Artspace has 10 studios that are offered free to artists for one-year residencies, and we’ve secured a 35-year lease on our building at 30 percent of market value. It is tremendously exciting to think that there are people who haven’t yet been born who are going to benefit from residencies at Artspace.

Creating significant opportunities for artists and supporting them to build connections and new audiences is critical. The upcoming Art Basel Hong Kong is my seventh edition as the curator for its Encounters sector, which showcases large-scale installation works. Unlike other Art Basel sectors, such Unlimited or Parcour, Encounters sits within the fair, so the program cannot flinch from the business of the market, but at the same time must hold space and integrity for these artists’ works. Over the years I’ve been working with galleries to advocate for more gender equity and expanded diversity so that we can harness this opportunity to do something exceptional.

Again, this taps into the connectivity between different sectors that is particularly visible in this region. Biennials or triennials founded by artists or collectors like Ghost in Bangkok and the Dhaka Art Summit in Bangladesh, and even commercial events such as Art Week Tokyo, are new points of connection. Artist-run initiatives, independent and alternative spaces, private museums and foundations, the commercial sector, art fairs, and biennials don’t pull back from one another.

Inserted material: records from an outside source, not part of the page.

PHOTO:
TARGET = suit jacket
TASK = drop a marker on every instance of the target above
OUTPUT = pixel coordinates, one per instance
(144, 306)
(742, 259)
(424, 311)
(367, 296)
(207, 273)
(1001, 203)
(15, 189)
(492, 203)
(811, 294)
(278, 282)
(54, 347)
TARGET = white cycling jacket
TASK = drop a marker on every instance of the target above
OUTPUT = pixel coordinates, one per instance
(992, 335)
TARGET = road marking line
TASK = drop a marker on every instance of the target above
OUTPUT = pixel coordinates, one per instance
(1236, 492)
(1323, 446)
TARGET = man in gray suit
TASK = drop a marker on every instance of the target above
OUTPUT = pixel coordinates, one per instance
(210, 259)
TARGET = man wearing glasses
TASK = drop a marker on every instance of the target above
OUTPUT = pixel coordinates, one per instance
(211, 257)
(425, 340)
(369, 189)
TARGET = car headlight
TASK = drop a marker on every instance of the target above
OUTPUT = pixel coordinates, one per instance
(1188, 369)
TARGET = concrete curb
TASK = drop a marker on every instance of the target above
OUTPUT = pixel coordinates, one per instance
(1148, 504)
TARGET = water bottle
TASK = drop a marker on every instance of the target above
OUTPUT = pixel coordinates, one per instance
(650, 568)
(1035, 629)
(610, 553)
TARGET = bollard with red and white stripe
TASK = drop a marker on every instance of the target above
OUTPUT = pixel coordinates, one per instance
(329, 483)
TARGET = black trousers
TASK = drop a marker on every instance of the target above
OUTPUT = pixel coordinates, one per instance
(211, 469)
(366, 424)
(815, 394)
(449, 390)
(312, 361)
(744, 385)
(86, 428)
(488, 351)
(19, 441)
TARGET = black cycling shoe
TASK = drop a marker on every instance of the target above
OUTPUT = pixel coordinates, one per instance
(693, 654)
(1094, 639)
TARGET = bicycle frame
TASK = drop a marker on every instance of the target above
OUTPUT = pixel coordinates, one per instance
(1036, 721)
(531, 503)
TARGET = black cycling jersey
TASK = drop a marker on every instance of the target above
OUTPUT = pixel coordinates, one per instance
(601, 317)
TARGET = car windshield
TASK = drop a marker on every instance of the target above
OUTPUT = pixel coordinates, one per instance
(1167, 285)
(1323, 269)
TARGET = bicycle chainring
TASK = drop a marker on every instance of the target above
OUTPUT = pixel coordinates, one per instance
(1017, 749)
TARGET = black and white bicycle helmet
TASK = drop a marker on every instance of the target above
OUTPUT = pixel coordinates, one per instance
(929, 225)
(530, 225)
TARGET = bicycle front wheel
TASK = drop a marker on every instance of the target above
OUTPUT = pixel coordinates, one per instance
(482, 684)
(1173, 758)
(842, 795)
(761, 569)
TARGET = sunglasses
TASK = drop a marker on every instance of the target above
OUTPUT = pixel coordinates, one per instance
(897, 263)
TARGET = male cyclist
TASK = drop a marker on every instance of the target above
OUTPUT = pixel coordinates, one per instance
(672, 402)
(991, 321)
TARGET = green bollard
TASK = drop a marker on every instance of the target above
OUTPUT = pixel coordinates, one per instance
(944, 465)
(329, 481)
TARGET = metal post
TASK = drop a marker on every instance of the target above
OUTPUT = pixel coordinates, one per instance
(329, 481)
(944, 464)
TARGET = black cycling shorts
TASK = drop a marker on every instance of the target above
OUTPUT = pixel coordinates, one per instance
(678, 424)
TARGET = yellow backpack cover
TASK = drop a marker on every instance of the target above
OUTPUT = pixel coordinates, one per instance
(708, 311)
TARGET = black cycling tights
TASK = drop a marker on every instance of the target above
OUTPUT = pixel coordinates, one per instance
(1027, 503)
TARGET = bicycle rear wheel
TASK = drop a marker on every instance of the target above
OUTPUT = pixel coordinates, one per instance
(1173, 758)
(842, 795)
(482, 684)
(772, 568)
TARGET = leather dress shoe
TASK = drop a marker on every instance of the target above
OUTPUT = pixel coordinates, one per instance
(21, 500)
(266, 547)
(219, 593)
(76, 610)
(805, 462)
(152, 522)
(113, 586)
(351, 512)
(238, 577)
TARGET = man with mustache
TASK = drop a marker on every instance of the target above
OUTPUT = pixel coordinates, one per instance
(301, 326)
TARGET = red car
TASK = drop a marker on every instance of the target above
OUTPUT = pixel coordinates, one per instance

In terms of artistic practice, a lot of artists are working with different communities and artisans to create material works that are layered through research, translating stories, cultures and different ways of thinking. Artists such as Trevor Yeung and Jaffa Lam, both featured in Encounters 2023, and Haegue Yang are good examples. Some of what was seen in 2023 will be amplified for 2024, especially the use of research, translation, and collaborative practices to bring in the uncanny and unpredictable.

I love how artists today are operating on simultaneous levels to hold varied layers of meaning. We should welcome direct expression just as much as works that have the capacity and depth to allow audiences to read them differently. Amid the chaos and conflicts encroaching on our world, we should all be better poets.

–As told to Vivienne Chow. This article was originally published in The Asia Pivot on November 29, 2023.

Alexie Glass-Kantor is the executive director of Artspace in Sydney, Australia, and is the curator of the Encounters sector for Art Basel Hong Kong. She is also the chair of Contemporary Art Organisations Australia and has curated numerous major exhibitions and biennials, including the Australia pavilion at the Venice Biennale in 2022.